Jimmy had already been asked this when he’d pointed out that the Founding Fathers were far from flawless and that the Constitution and Bill of Rights were best viewed as starter documents, not ends in themselves, or else we’d still have slavery, black men would still be three-fifths citizens, and women wouldn’t be able to vote at all. Mr. Davis viewed this as taking things out of context, but Jimmy insisted it was actually putting them
into
context.
Now we didn’t have the benefit of hundreds of years’ worth of hindsight. History was happening at this very moment, and the only context Mr. Davis would allow was his own.
“Is the world now yours?” he asked Jimmy. “Am I just supposed to step aside? Because that’s not going to happen.” He paused, and for a second I thought he was done. But then he said, almost offhand, “I’ve had enough of you. Get out of my class.”
Jimmy didn’t look like he was about to go anywhere. If anything, he sat more firmly in his seat.
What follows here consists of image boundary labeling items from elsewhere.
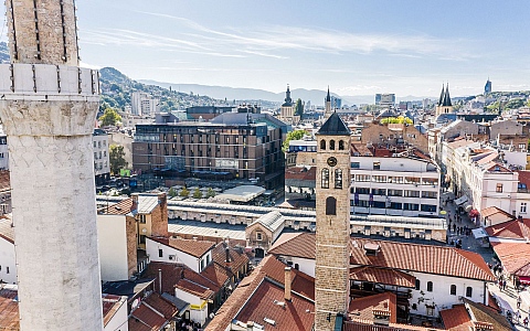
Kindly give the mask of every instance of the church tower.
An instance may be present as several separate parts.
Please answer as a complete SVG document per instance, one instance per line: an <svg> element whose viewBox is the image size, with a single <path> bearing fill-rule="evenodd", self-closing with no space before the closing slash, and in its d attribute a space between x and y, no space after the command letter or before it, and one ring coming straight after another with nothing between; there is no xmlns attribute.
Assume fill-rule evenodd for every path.
<svg viewBox="0 0 530 331"><path fill-rule="evenodd" d="M315 330L327 331L347 312L350 297L350 130L332 113L316 136Z"/></svg>
<svg viewBox="0 0 530 331"><path fill-rule="evenodd" d="M449 83L447 83L447 88L442 85L442 93L439 94L439 100L436 105L436 117L449 113L453 113L453 104L451 103L449 96Z"/></svg>
<svg viewBox="0 0 530 331"><path fill-rule="evenodd" d="M328 119L331 116L331 96L329 95L329 86L328 86L328 95L325 99L326 104L326 111L324 113L324 119Z"/></svg>
<svg viewBox="0 0 530 331"><path fill-rule="evenodd" d="M74 0L6 1L0 64L20 329L102 330L92 134L97 71L81 68Z"/></svg>

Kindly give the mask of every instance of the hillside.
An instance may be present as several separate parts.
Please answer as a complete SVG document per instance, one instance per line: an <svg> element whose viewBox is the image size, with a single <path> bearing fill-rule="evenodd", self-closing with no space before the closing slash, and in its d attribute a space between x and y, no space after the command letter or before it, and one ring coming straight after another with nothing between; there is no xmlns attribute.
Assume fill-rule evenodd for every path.
<svg viewBox="0 0 530 331"><path fill-rule="evenodd" d="M130 94L142 92L160 99L160 110L183 110L190 106L210 106L223 105L224 102L215 100L208 96L197 94L186 94L169 88L148 85L130 79L114 67L104 67L99 70L99 81L102 85L102 103L99 110L107 107L124 110L130 107Z"/></svg>

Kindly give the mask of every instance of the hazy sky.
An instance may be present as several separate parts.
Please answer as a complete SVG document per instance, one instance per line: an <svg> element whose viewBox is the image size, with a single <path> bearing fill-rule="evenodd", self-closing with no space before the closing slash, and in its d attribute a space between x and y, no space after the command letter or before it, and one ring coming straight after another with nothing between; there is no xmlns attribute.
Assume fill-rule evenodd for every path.
<svg viewBox="0 0 530 331"><path fill-rule="evenodd" d="M131 78L339 95L530 89L530 1L78 0L81 56ZM6 40L6 33L2 32Z"/></svg>

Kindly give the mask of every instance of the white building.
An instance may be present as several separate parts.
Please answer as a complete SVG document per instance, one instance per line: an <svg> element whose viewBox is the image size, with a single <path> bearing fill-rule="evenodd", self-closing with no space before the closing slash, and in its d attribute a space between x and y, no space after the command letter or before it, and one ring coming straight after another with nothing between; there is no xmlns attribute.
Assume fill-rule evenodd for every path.
<svg viewBox="0 0 530 331"><path fill-rule="evenodd" d="M201 273L212 261L215 243L180 238L146 238L146 252L151 261L183 264Z"/></svg>
<svg viewBox="0 0 530 331"><path fill-rule="evenodd" d="M132 115L155 115L158 113L159 99L141 92L130 95Z"/></svg>
<svg viewBox="0 0 530 331"><path fill-rule="evenodd" d="M17 284L14 228L11 218L0 218L0 282Z"/></svg>
<svg viewBox="0 0 530 331"><path fill-rule="evenodd" d="M439 169L421 153L351 157L351 214L436 216L438 197Z"/></svg>
<svg viewBox="0 0 530 331"><path fill-rule="evenodd" d="M99 185L110 179L108 134L100 129L94 129L92 143L94 145L94 174L96 185Z"/></svg>

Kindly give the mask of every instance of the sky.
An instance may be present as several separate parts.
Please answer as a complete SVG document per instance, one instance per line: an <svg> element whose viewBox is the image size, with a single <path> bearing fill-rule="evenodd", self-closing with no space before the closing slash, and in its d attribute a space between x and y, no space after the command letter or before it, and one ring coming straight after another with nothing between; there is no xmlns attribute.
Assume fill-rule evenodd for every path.
<svg viewBox="0 0 530 331"><path fill-rule="evenodd" d="M77 0L82 62L134 79L342 96L530 89L530 1ZM2 10L4 10L2 8ZM3 19L3 18L2 18ZM6 40L6 29L1 39Z"/></svg>

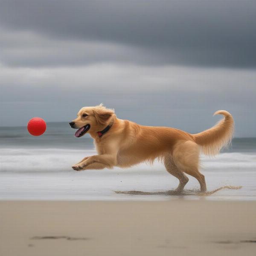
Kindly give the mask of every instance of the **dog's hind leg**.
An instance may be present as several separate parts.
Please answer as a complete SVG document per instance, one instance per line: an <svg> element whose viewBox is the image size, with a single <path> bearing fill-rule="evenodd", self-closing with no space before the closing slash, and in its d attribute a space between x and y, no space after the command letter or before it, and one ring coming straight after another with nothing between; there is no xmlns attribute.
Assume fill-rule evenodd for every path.
<svg viewBox="0 0 256 256"><path fill-rule="evenodd" d="M166 171L180 181L180 183L176 191L178 192L181 192L189 181L189 178L178 169L171 155L167 155L165 157L163 163Z"/></svg>
<svg viewBox="0 0 256 256"><path fill-rule="evenodd" d="M201 192L206 191L204 176L198 171L199 148L194 142L181 142L175 146L172 154L175 164L180 169L195 177L200 184Z"/></svg>

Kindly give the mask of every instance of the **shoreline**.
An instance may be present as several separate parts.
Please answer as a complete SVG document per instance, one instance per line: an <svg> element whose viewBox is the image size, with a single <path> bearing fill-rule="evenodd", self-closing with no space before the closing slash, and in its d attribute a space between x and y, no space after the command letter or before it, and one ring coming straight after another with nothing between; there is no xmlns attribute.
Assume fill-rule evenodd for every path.
<svg viewBox="0 0 256 256"><path fill-rule="evenodd" d="M0 201L0 254L254 255L256 201Z"/></svg>

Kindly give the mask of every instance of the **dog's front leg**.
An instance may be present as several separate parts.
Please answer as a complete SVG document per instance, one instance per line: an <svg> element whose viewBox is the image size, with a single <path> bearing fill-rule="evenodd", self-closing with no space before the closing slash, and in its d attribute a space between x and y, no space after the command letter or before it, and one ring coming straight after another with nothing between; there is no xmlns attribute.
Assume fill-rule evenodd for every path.
<svg viewBox="0 0 256 256"><path fill-rule="evenodd" d="M89 157L85 157L84 158L83 158L81 161L80 161L77 163L76 163L75 165L73 165L73 166L75 166L75 165L79 164L80 163L82 163L82 162L84 162L84 161L85 161L85 160L86 160L87 159L88 159L88 158L89 158ZM73 166L72 166L72 167L73 167Z"/></svg>
<svg viewBox="0 0 256 256"><path fill-rule="evenodd" d="M75 171L111 169L116 164L116 157L113 155L97 155L88 157L84 161L73 166L72 168Z"/></svg>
“Get out of your class?” he said. “No.”
I started to do what I always do when a moment is too much for me—I started noticing the wrong things. That Mr. Davis’s tie was green and blue. That Keisha had put down her pen, and it was about to roll off her desk. No, she caught it. And Mr. Davis’s voice rose as he said, “No? What, do you think you’re in control here? I believe that I’m the teacher, and this is my classroom.
Get out.
”
Jimmy stayed seated, stayed calm. I knew his expressions so well—even the way he breathed—and I couldn’t spot a single hesitation, any shade of doubt. All the hesitations and doubts seemed to have been placed within me, fidgeting in my seat, looking to the clock for help, wanting to explode. I imagined Mr. Davis in fake fatigues, thinking war was a game. Re-enacting it as one. Playing at killing.
Jimmy looked Mr. Davis right in the eye and said, his voice barely conversational, “This might be your classroom, Mr. Davis, but this is as much my school as yours. It is as much my town as yours. And it is damn well as much my country as yours.”
“Is it?” Mr. Davis snorted. “What have
you
done for this country, Mr. Jones? Have you fought for it? Have you even
supported
it? No, you’ve just tried to tear it down. I’ve known kids like you all my life. So
idealistic.
But you have no clue how the world really works. You think you’re going to get a Great Community through
equality
and
kindness
? You are going to have your ass handed to you. Weakness is never a strength. You might think you’re strong right now, but mark my words, you are not. You are nothing more than a small, ungrateful mongrel, and you are going to get out of my classroom if I have to throw you out myself.”